Tobacco poses threat to moms in developing world
By Julie Steenhuysen
CHICAGO (Reuters) - Pregnant women's exposure to tobacco in developing countries is growing at an alarming rate, U.S. government researchers said on Thursday.
Women in developing countries and their children are increasingly breathing secondhand smoke in their homes, they said, and many are beginning to experiment with smoking, raising the risk of cancer, heart disease and other ills not only for themselves but also for their children.
"Pregnant women's tobacco use and exposure to secondhand smoke threaten to impede or reverse ongoing efforts to improve maternal and child health in the developing world," said Dr. Michele Bloch of the National Cancer Institute's Tobacco Control Research Branch, whose study appears in the American Journal of Public Health.
The study is the first to examine pregnant women's tobacco use, exposure to secondhand smoke and attitudes about tobacco use in many developing countries.
It involved 8,000 interviews with pregnant women at 10 study sites in nine countries, including Argentina, Uruguay, Ecuador, Brazil and Guatemala in Latin America; Zambia and the Democratic Republic of the Congo in Africa; two sites in India and one in Pakistan.
The researchers found as many as 18 percent of pregnant women smoked cigarettes, up to one-third used smokeless tobacco and as many as half regularly breathed in secondhand smoke.
Bloch said these trends represent a major shift among women in developing countries, where historically about 9 percent of women used tobacco, due in part to strong cultural taboos.
Smoking is the leading cause of preventable death among women in developed countries, and Bloch said the findings offer a chance to intervene before women in the developing world match that grim statistic.
"Latin America is where the epidemic of cigarette smoking is most advanced, particularly in Uruguay, where 78 percent of all pregnant women said they had ever tried a cigarette," Bloch said in a telephone interview.
In Argentina, she said 75 percent of pregnant women interviewed said they had tried smoking.
All of the Latin American sites studied found large numbers of women who had experimented with smoking. Bloch said she thinks that as more cultural and economic barriers to women's smoking fall, more of these women will become regular smokers.

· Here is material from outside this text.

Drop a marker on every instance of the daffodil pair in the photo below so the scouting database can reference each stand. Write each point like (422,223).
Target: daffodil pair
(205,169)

Smokeless tobacco was used by a third of the women in the Indian state of Orissa, while the highest levels of secondhand smoke exposure were found in Pakistan.
"Young children in Pakistan are frequently or always exposed to tobacco smoke indoors. The numbers were also high in Argentina, Brazil, Uruguay and one of the Indian states," Bloch said.
Smoking poses serious risks to fetal and maternal health and can result in pre-term delivery, low birth weight and sudden infant death. In adults, smoking can cause lung and other cancers while smokeless tobacco can cause oral and pancreatic cancers.
Secondhand smoke causes cancer in adults and lung problems such as pneumonia in young children.